Asa comprend, car elle a vécu là-bas elle aussi. Elle porte le poids de la culpabilité depuis l'enfance : celle d'avoir laissé mourir son père violent, la douleur qui l'a convaincue qu'elle ne mérite pas d'être aimée. Asa tient profondément à Denji et souhaite qu'il soit en sécurité quoi qu'il arrive.
Ils finissent par se voir tels qu'ils sont. Deux enfants brisés par l'amour, marqués par les abus et liés par la honte. Asa veut en finir, se laisser dévorer par Denji pour pouvoir vivre.

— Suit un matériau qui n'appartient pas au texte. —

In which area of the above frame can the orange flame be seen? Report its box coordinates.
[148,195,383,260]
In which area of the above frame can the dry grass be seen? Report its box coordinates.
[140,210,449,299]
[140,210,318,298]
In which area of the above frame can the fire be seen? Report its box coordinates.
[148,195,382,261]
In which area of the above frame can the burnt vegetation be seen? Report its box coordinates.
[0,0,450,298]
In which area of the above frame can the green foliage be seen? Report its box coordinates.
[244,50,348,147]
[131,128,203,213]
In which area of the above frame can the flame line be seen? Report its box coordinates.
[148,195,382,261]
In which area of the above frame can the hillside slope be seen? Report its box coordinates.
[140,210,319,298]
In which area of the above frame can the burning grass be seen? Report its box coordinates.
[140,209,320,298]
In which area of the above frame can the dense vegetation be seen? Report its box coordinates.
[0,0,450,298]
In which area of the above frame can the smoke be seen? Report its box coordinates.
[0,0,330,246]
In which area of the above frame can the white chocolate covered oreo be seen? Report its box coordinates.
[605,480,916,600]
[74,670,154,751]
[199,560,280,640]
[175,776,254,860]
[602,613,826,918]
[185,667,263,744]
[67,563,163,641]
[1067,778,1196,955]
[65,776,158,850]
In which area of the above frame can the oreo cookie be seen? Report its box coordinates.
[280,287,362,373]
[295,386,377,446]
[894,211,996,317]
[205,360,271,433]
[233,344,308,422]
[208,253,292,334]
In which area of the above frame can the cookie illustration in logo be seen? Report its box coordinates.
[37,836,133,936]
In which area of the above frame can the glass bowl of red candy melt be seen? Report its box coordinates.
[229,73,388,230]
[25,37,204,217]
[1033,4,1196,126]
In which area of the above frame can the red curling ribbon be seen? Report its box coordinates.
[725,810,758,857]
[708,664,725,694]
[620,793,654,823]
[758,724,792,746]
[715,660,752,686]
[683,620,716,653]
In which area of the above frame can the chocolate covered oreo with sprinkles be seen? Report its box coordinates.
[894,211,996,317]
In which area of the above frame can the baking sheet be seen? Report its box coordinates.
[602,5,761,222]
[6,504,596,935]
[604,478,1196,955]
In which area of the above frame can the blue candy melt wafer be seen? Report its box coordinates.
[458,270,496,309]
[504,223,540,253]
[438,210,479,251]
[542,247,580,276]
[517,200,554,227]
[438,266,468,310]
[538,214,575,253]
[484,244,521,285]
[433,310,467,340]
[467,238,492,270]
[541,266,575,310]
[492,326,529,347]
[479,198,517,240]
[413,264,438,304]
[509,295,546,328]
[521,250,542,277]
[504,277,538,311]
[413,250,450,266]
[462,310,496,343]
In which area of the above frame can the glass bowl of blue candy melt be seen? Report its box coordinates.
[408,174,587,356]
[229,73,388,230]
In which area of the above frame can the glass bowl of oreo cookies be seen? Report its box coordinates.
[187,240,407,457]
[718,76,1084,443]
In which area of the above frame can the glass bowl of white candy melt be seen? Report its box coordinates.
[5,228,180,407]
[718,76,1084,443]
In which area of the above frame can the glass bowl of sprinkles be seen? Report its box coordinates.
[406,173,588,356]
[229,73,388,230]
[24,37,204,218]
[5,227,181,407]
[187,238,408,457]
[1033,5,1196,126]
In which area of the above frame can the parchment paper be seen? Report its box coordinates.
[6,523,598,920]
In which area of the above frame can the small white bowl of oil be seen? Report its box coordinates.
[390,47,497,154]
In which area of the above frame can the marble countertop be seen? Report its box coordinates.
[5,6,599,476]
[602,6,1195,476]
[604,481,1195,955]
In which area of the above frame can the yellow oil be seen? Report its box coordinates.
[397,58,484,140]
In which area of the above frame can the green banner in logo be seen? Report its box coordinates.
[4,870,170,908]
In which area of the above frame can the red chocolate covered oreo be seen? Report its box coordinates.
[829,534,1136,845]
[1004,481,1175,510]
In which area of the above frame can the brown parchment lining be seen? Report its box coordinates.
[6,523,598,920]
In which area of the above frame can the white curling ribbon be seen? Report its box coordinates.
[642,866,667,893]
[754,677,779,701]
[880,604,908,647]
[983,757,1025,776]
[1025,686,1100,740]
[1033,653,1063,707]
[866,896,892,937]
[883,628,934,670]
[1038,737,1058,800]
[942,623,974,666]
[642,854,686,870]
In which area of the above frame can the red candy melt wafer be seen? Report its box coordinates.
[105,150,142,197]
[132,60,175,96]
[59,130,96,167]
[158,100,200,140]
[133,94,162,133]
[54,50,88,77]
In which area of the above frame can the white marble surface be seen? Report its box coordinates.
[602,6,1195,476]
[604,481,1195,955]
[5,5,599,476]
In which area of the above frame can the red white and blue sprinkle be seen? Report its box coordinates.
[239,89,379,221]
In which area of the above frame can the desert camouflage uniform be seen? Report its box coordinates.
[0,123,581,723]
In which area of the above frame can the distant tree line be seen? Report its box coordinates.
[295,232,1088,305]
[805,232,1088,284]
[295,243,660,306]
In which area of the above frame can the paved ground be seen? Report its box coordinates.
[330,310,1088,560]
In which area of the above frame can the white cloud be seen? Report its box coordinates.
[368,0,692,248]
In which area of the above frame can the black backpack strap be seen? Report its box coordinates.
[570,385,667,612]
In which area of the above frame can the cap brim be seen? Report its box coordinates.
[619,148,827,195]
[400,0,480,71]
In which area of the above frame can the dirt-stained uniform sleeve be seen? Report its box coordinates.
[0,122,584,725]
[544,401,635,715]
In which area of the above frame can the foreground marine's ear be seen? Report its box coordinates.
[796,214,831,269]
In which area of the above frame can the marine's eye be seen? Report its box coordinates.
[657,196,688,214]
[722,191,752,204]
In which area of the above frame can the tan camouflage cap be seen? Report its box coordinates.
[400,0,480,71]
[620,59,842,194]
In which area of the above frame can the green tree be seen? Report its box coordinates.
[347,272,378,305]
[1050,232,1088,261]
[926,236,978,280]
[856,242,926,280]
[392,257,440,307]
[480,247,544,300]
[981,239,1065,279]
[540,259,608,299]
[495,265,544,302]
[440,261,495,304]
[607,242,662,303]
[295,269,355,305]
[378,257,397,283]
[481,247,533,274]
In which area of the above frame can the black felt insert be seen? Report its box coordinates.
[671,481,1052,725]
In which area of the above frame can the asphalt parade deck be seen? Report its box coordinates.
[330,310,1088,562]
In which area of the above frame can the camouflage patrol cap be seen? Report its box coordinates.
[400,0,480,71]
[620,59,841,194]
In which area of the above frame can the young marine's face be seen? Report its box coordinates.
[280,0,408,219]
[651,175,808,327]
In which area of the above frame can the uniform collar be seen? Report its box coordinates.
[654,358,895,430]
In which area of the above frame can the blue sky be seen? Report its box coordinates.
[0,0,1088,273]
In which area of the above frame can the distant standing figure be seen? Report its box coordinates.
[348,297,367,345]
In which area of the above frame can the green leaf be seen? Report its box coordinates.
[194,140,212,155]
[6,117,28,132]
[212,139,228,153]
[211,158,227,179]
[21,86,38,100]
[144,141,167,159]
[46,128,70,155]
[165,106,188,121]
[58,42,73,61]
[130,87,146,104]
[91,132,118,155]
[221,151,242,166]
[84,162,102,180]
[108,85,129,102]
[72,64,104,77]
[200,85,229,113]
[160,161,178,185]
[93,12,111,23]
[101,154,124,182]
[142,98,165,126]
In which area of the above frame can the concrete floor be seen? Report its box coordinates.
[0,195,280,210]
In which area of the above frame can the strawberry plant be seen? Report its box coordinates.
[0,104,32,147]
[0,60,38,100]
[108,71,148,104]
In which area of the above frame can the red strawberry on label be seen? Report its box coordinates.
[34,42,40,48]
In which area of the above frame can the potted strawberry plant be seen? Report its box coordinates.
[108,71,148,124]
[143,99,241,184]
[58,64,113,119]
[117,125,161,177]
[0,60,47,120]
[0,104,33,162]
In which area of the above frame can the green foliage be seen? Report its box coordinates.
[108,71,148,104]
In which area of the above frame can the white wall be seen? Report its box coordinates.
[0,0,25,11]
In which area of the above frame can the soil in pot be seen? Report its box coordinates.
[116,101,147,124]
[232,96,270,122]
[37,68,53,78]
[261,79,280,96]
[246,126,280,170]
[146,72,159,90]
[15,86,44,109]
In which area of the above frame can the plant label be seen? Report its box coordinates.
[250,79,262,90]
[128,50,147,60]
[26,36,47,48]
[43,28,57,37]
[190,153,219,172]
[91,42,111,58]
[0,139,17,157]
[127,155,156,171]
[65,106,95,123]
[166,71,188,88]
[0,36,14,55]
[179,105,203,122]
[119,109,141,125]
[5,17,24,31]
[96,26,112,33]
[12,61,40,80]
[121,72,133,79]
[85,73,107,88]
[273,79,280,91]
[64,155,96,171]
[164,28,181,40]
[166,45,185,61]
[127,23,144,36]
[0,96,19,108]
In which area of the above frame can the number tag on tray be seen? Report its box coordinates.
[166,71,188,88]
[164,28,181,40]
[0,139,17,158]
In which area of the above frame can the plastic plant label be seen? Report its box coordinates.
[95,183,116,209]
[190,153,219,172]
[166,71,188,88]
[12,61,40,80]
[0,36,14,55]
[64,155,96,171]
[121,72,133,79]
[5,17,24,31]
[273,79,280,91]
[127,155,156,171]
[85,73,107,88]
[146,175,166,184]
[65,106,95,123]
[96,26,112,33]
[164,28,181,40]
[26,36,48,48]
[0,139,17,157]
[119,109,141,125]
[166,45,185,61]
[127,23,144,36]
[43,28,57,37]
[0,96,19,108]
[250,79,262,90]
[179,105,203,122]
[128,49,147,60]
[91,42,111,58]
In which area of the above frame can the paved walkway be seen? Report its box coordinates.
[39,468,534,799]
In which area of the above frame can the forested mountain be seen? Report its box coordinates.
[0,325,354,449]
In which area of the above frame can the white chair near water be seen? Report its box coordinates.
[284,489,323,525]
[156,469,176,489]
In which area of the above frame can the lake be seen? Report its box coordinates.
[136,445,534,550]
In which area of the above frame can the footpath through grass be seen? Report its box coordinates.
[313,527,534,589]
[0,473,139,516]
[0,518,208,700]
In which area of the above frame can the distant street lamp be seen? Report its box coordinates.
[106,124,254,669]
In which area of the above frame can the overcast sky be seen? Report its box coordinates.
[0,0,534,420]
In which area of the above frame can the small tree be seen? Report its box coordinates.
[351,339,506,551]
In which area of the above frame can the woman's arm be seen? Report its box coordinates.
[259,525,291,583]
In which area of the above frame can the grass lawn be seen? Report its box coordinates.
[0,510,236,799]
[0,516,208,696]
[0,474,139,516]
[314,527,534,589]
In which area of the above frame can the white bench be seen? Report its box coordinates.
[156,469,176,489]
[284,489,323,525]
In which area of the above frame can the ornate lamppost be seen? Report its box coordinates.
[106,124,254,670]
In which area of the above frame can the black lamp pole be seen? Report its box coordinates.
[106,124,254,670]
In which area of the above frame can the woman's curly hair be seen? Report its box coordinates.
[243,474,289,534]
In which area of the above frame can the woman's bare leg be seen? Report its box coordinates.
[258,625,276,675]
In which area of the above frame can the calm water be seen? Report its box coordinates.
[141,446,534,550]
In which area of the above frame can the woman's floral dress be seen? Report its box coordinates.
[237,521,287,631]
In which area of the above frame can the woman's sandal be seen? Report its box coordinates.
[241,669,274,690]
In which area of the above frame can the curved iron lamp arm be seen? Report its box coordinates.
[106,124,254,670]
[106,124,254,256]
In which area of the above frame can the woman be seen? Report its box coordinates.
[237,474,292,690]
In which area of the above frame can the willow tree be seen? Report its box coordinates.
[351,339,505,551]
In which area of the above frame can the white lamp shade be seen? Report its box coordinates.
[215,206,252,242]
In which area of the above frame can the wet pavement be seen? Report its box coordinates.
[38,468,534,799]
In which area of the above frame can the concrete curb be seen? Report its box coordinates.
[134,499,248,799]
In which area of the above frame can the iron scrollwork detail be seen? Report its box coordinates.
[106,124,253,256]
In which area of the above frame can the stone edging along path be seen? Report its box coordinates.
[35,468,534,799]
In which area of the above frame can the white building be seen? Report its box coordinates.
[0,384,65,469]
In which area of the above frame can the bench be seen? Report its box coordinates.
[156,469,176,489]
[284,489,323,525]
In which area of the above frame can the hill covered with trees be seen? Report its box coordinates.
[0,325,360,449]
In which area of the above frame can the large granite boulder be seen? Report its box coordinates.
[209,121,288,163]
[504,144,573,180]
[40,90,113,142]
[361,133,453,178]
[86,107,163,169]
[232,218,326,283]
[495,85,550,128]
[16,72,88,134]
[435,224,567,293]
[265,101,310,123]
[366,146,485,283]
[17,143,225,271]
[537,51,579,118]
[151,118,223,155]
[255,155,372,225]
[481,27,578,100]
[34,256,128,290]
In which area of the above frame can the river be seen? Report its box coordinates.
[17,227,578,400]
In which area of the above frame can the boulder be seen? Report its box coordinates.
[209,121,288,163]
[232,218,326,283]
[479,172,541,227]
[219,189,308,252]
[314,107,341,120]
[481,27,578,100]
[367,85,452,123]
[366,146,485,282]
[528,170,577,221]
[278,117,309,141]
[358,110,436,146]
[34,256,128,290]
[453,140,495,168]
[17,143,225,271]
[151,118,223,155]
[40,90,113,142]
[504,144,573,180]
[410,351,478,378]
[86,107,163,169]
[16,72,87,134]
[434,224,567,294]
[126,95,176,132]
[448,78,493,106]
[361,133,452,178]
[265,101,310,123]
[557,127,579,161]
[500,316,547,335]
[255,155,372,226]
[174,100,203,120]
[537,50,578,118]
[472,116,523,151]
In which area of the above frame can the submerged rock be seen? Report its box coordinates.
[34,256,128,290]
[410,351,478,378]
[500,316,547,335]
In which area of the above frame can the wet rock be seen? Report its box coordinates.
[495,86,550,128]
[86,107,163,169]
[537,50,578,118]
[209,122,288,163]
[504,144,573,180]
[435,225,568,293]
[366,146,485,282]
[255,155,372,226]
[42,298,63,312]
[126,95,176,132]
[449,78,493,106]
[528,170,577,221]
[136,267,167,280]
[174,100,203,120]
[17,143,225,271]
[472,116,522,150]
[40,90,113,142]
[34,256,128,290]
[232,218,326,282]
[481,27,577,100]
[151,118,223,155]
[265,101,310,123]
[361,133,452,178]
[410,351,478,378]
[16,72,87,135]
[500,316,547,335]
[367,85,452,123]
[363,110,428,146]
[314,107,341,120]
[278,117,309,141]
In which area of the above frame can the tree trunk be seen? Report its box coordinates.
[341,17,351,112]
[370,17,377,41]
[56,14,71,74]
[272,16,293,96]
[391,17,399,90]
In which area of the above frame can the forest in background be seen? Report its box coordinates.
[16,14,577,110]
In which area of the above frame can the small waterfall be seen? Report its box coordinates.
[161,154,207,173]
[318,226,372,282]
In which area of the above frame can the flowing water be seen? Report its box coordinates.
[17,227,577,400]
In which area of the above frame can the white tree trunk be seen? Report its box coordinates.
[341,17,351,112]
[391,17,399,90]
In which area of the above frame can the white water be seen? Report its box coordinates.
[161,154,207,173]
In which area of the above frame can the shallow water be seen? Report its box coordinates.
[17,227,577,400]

Mais Denji refuse : il ne répétera pas les mêmes erreurs, il ne perdra plus jamais celle qu'il aime.
Cette fois, Denji réfléchit par lui-même et choisit de créer son propre monde dans lequel il invite Asa. Et Denji sourit. Je crois que c'est parce que, pour lui, Asa est « bon », et si Asa a vécu la même chose que lui, alors peut-être qu'il peut être bon lui aussi et qu'il mérite d'être heureux lui aussi.
Même si le monde veut que Denji mange Asa pour sauver l'humanité, même si le monde veut qu'Asa transforme Denji en arme, et même s'ils veulent eux-mêmes que l'autre le fasse, aucun d'eux ne lâchera jamais la personne qui a le plus touché son âme, même si cela coûte l'humanité.
Il n'y a pas de méchant clairement identifié dans la deuxième partie, seulement des reflets. Fumiko est la luxure de Denji, Barem sa violence, Yoru le désir d'Asa, la Mort l'impulsion s**icide qu'ils partagent tous deux. Au final, Asa et Denji se battaient toujours contre eux-mêmes, d'une certaine manière.